Nehrevân hezimetinden sonra hayatta kalabilen Hâricîlerin başka bölgelere 
kaçtıkları ve buralarda çok sayıda Hâricî kollar oluşturdukları bilinmektedir. 
Nehrevân bozgunu Hâriciler üzerinde silinmez bir etki bırakmış, onlar 
için Allah yolunda ölmenin, şahâdetin bir simgesi hâline gelmiştir. Bu 
olaydan sonra Hâricileri yönlendiren en önemli duygu, intikam duygusu 
olmuş ve bu, bir türlü tatmin edilememiştir. Bundan sonra Haricîler, Hz. 
Ali'nin  şehid edilmesine kadar zaman zaman küçük mahallî isyanlar 
çıkardılar. Bunların en önemlisi, Nehrevan'dan kurtulup Şehrezûr'a kaçan 
Ebû Meryem es-Sa'dî’nin isyanıdır. Hâricîler, Mekke’de hazırladıkları son 
eylem plânına göre, Hz. Ali, Muâviye ve Amr b. el-As’ı öldürerek hilafet 
meselesine kendilerince bir çözüm getirmeyi hedeflemişlerdi. Bu amaçla her 
üç  şahıs için birer suikastçı görevlendirmişlerdi. Hz. Ali’nin öldürülmesiyle 
görevlendirilen kişi Abdurrahman b. Mülcem idi. Sabah namazına gitmekte 
olan halîfeye saldırarak onu yaraladı. Bu yara neticesinde Ali, 21 Ramazan 
40 (28 Ocak 661) tarihinde şehid oldu. 
Emevîler döneminde Hârici isyanları devam etmiştir. Ancak isyanların 
Muâviye tarafından çok şiddetli bir şekilde bastırıldığını gören Hâricîler, 
Nehrevan'da ölen Abdullah b. Vehb er-Râsibî'den beri ilk defa şûra yoluyla 
kendilerine bir halife seçerek Müstevrid b. Ullefe et-Teymî’ye biat ettiler. 

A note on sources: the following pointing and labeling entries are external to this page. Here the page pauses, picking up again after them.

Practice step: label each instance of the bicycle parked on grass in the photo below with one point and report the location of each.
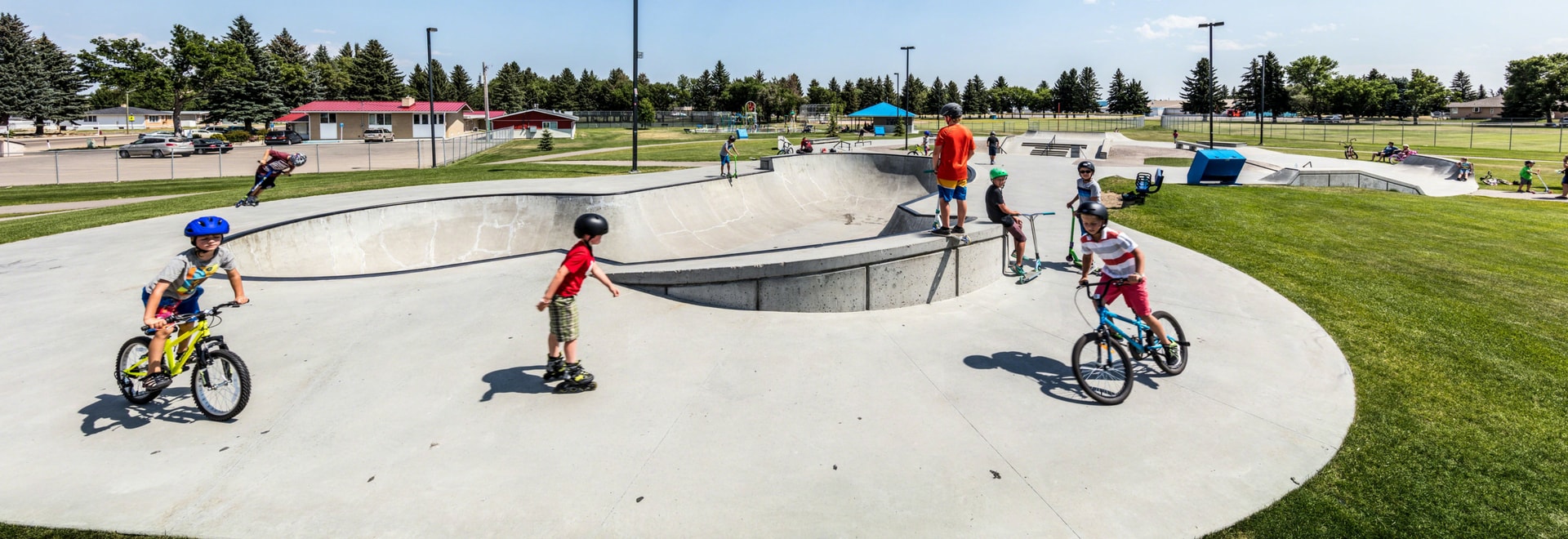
(220, 381)
(1107, 375)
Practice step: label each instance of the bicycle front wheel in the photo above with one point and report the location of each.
(223, 387)
(1172, 361)
(1102, 368)
(131, 353)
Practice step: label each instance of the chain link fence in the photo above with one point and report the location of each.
(1499, 135)
(107, 165)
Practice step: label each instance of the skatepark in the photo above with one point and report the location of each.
(792, 354)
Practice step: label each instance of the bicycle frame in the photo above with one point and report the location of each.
(175, 364)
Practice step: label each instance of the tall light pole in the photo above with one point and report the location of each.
(1263, 95)
(637, 104)
(430, 76)
(902, 122)
(1211, 77)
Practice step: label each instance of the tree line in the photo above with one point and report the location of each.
(238, 77)
(1314, 87)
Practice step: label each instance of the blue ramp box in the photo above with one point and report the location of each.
(1217, 165)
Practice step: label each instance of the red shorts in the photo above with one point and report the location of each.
(1137, 296)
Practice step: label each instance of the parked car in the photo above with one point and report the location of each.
(212, 145)
(158, 146)
(274, 138)
(378, 135)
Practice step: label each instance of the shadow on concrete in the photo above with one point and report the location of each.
(112, 411)
(1056, 376)
(514, 380)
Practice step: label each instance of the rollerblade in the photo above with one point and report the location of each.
(554, 368)
(576, 381)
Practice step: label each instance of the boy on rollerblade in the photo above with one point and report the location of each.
(1123, 261)
(272, 165)
(996, 209)
(560, 296)
(177, 287)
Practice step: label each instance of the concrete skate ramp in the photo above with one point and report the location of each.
(804, 201)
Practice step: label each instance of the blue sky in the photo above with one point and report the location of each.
(1026, 41)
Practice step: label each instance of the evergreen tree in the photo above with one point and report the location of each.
(63, 85)
(1201, 90)
(1065, 91)
(546, 140)
(22, 69)
(373, 76)
(287, 49)
(460, 87)
(1460, 88)
(1087, 91)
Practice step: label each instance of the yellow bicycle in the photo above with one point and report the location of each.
(220, 381)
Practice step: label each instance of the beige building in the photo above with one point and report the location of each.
(408, 118)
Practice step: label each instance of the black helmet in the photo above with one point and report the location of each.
(1094, 209)
(590, 225)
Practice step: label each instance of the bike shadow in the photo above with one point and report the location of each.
(514, 380)
(173, 406)
(1054, 376)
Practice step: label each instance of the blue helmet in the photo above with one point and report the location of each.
(206, 226)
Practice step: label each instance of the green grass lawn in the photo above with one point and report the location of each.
(707, 153)
(1450, 314)
(231, 190)
(593, 138)
(1167, 160)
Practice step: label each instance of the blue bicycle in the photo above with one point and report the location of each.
(1107, 375)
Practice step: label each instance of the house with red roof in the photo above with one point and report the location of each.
(344, 119)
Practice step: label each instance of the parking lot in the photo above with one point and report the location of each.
(80, 167)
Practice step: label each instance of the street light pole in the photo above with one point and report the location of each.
(1263, 95)
(902, 122)
(637, 104)
(430, 77)
(1211, 78)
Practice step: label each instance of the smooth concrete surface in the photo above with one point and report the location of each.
(410, 404)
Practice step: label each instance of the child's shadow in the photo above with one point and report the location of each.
(1054, 376)
(112, 411)
(514, 380)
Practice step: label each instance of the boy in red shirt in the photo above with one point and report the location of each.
(956, 145)
(560, 296)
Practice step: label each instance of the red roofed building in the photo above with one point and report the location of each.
(408, 118)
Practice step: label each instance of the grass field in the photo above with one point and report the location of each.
(1455, 341)
(229, 190)
(593, 138)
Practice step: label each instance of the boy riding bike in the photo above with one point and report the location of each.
(272, 165)
(177, 288)
(1123, 265)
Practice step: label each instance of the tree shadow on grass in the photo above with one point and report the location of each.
(175, 404)
(514, 380)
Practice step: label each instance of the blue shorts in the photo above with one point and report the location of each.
(959, 193)
(190, 306)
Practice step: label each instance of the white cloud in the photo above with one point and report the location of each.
(1165, 25)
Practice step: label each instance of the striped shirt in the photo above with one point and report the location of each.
(1116, 251)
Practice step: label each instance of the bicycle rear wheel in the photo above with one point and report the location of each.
(1172, 361)
(1102, 368)
(223, 387)
(132, 353)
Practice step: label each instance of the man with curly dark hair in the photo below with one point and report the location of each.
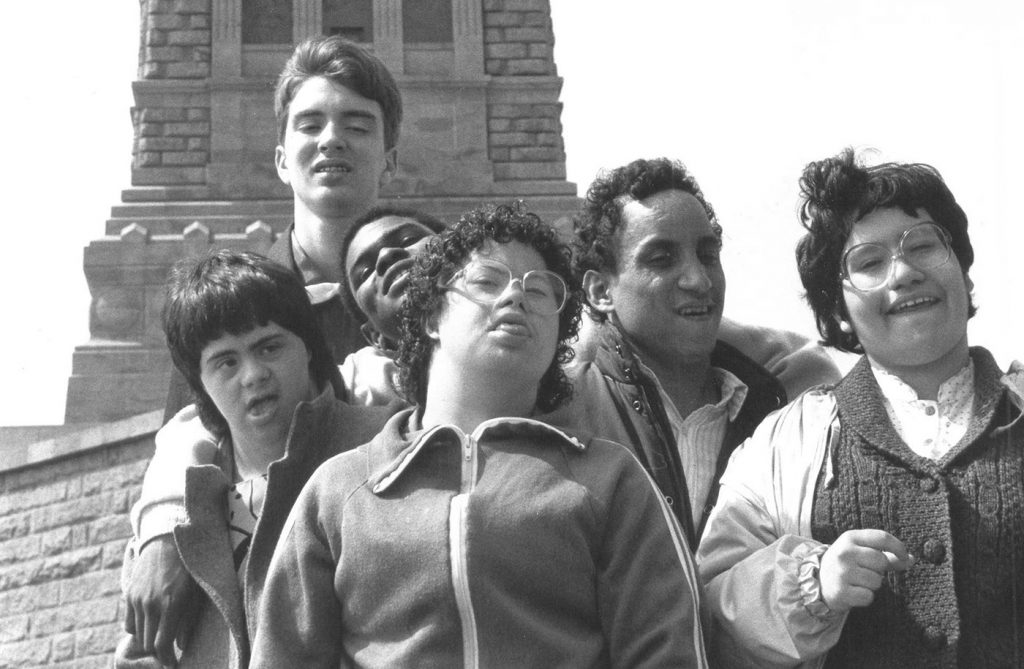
(470, 533)
(653, 371)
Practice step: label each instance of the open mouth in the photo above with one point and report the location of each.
(916, 303)
(261, 405)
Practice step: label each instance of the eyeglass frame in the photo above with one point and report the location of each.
(944, 237)
(448, 285)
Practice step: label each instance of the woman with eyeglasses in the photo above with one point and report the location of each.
(469, 533)
(879, 523)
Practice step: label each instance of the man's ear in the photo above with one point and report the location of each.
(597, 287)
(390, 167)
(282, 165)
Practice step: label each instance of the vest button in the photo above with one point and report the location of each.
(935, 551)
(934, 638)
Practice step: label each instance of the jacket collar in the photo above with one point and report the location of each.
(402, 440)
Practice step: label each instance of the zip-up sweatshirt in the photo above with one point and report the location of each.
(514, 546)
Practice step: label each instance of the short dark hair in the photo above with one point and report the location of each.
(837, 193)
(600, 216)
(233, 292)
(343, 63)
(446, 254)
(431, 222)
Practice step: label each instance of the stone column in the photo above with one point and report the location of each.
(307, 18)
(388, 44)
(467, 34)
(226, 39)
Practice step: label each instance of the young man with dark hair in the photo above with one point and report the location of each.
(469, 532)
(653, 371)
(242, 331)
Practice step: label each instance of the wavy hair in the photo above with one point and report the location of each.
(344, 63)
(446, 254)
(838, 192)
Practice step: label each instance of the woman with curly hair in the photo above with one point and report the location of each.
(470, 533)
(880, 523)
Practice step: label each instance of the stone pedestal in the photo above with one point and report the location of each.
(481, 124)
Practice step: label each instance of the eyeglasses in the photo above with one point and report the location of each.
(484, 281)
(868, 265)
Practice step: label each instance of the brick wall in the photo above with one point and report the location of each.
(64, 525)
(172, 143)
(524, 140)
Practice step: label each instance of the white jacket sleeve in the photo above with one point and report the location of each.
(183, 442)
(758, 537)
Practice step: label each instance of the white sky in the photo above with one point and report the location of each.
(745, 92)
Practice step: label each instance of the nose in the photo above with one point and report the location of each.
(693, 277)
(513, 295)
(387, 257)
(330, 138)
(902, 273)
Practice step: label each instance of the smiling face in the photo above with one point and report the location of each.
(505, 341)
(333, 153)
(256, 379)
(918, 317)
(669, 290)
(377, 265)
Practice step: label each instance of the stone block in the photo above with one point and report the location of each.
(147, 159)
(62, 647)
(97, 640)
(505, 50)
(162, 143)
(55, 541)
(167, 175)
(13, 628)
(511, 139)
(26, 654)
(184, 158)
(187, 37)
(524, 67)
(156, 38)
(539, 50)
(161, 114)
(186, 70)
(167, 22)
(89, 586)
(528, 35)
(535, 125)
(165, 53)
(19, 548)
(502, 18)
(516, 171)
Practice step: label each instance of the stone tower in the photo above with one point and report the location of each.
(482, 123)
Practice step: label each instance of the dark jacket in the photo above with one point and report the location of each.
(614, 400)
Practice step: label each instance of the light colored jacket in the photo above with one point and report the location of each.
(516, 545)
(759, 534)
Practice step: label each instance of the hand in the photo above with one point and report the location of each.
(160, 594)
(853, 568)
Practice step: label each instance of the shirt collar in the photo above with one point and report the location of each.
(412, 440)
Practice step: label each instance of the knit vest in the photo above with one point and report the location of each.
(963, 603)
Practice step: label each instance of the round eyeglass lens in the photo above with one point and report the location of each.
(925, 246)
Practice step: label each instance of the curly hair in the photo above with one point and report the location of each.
(432, 223)
(235, 292)
(446, 254)
(343, 63)
(600, 216)
(837, 193)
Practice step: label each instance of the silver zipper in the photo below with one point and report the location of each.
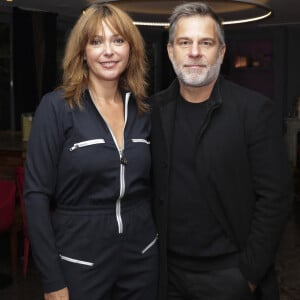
(87, 143)
(123, 162)
(150, 245)
(140, 141)
(76, 261)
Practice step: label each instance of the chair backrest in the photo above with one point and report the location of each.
(20, 187)
(7, 204)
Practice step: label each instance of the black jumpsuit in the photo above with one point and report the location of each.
(98, 238)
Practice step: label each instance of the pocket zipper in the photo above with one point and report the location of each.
(140, 141)
(76, 261)
(87, 143)
(150, 245)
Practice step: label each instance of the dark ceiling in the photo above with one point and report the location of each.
(283, 11)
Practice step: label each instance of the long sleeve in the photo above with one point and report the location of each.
(272, 187)
(43, 153)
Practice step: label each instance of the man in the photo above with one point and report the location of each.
(220, 173)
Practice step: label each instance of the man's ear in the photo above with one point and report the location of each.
(170, 51)
(222, 51)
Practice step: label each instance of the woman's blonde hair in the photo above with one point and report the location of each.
(75, 70)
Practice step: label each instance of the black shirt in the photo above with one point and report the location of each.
(194, 232)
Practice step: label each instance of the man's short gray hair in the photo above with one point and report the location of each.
(195, 9)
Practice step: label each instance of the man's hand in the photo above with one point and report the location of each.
(62, 294)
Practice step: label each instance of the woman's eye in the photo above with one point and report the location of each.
(119, 41)
(96, 42)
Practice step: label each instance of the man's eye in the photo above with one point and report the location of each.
(184, 43)
(207, 43)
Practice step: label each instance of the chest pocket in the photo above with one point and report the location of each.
(86, 143)
(140, 141)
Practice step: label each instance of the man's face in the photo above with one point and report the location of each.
(196, 53)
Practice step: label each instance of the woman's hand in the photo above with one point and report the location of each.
(62, 294)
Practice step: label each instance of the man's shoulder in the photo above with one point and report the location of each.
(229, 87)
(165, 96)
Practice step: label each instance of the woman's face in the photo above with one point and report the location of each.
(107, 55)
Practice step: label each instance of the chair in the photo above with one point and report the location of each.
(20, 183)
(7, 217)
(7, 204)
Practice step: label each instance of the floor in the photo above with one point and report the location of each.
(288, 267)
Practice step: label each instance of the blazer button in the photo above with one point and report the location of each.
(160, 200)
(164, 164)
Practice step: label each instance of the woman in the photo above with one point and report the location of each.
(88, 157)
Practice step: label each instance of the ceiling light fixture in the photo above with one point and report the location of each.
(230, 11)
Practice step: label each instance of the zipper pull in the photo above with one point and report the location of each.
(123, 159)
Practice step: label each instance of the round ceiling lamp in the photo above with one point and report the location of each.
(157, 12)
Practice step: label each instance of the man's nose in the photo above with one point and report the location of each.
(195, 49)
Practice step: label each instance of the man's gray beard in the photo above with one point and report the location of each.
(196, 79)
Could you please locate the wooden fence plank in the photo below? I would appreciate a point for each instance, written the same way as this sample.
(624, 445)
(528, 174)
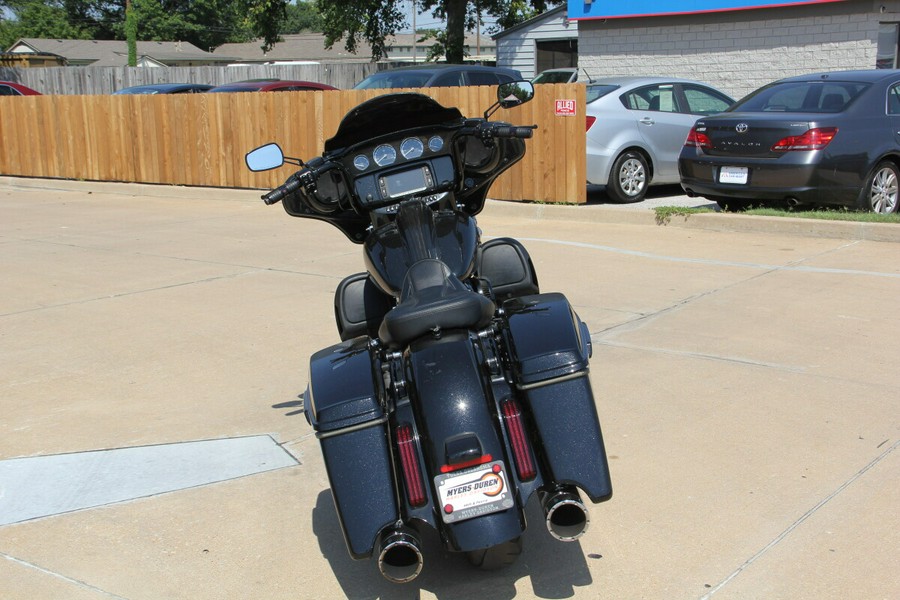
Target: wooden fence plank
(201, 139)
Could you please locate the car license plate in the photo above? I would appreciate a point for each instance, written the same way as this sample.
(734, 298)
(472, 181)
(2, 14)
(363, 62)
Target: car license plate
(736, 175)
(474, 492)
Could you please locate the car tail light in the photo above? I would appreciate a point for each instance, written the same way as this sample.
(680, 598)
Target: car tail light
(515, 428)
(697, 139)
(814, 139)
(409, 463)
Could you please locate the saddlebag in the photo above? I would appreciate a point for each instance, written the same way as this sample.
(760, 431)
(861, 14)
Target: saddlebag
(505, 263)
(343, 407)
(550, 348)
(359, 306)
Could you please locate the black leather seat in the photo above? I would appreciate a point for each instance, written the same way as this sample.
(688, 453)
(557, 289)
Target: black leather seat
(432, 299)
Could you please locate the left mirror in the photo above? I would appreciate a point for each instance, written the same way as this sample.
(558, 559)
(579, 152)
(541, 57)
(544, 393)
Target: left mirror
(264, 158)
(514, 93)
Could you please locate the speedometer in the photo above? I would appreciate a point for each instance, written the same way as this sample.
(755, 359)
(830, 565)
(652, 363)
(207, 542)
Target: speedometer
(412, 148)
(384, 155)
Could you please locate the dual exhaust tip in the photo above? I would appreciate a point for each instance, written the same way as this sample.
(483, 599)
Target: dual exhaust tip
(400, 555)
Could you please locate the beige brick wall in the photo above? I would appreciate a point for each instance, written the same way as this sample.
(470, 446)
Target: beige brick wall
(738, 51)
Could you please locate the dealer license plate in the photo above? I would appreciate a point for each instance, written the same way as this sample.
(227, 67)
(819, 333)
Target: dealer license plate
(736, 175)
(474, 492)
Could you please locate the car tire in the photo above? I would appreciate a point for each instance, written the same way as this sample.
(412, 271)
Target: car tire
(733, 204)
(629, 178)
(881, 191)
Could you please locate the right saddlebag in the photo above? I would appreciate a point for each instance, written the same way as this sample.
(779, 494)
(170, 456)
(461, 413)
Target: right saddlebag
(343, 407)
(549, 349)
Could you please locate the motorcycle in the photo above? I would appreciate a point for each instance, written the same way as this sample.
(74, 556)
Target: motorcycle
(459, 390)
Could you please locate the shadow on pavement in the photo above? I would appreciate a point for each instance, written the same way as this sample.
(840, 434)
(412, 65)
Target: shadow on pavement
(555, 568)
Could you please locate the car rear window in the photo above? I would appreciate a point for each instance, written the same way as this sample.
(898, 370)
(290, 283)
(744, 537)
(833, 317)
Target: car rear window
(598, 91)
(802, 96)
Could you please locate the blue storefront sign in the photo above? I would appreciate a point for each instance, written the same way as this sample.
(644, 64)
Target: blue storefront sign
(618, 9)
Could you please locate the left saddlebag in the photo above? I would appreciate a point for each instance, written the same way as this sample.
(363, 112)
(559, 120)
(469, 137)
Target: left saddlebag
(343, 406)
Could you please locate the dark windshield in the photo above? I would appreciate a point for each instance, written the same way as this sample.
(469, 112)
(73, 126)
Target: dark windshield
(387, 114)
(388, 80)
(802, 96)
(598, 91)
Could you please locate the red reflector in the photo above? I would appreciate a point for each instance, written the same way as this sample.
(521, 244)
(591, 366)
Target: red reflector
(409, 462)
(697, 139)
(515, 428)
(484, 458)
(814, 139)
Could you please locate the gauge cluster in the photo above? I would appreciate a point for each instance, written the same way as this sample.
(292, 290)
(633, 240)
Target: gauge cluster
(415, 164)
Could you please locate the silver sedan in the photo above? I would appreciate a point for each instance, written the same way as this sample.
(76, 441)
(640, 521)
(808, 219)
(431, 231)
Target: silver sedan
(636, 127)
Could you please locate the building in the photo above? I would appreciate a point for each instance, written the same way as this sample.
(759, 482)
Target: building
(111, 53)
(735, 45)
(547, 41)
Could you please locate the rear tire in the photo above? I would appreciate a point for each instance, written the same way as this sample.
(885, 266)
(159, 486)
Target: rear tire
(881, 191)
(629, 178)
(496, 557)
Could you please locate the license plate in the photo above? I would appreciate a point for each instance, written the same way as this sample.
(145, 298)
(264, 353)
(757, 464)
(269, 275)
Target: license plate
(474, 492)
(736, 175)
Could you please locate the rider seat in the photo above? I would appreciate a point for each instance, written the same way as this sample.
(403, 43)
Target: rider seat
(433, 299)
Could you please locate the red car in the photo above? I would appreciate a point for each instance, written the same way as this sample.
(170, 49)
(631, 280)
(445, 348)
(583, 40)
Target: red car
(270, 85)
(9, 88)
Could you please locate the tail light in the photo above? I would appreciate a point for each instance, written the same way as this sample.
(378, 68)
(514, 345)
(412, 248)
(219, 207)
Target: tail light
(698, 139)
(409, 463)
(814, 139)
(515, 428)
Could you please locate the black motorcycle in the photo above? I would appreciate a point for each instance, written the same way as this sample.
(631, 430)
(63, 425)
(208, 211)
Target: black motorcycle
(459, 390)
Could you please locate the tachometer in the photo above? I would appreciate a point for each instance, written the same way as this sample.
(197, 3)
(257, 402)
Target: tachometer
(361, 162)
(384, 155)
(412, 148)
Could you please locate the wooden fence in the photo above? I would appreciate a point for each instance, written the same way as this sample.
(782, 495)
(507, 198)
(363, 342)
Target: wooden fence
(201, 139)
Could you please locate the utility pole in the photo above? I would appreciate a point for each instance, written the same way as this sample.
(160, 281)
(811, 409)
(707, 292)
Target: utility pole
(131, 34)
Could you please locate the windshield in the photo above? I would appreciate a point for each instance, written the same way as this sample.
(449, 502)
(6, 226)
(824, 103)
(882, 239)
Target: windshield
(555, 77)
(802, 96)
(389, 113)
(595, 92)
(387, 80)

42/662 ve 43/663 yılında yeni bir ayaklanmaya karar verdiler. Müstevrid'in 
de hayatını kaybettiği bu isyandan çok az sayıda Haricî kurtulabildi. Kufe 
Hâricîleri'nin Müstevrid'den sonra yeni bir halife seçmeleri ve ikinci bir 
isyana teşebbüsleri, hapisten çıkan Hâricîler'in Hayyân b. Zabyân'a biat 
etmelerinin ardından 58 (677) yılı sonunda vuku buldu. Ancak bu ayaklanma 
da Kufe valisinin sert tedbirleriyle 59 (678) yılı başında bastırıldı ve Kufe 


 
 
46
yakınlarındaki Bânikyâ'da Hâricîler'in neredeyse tamamı öldürüldü. Bu 
yenilgi bir bakıma Kufe Hâricîliği'nin sonu olmuştur.  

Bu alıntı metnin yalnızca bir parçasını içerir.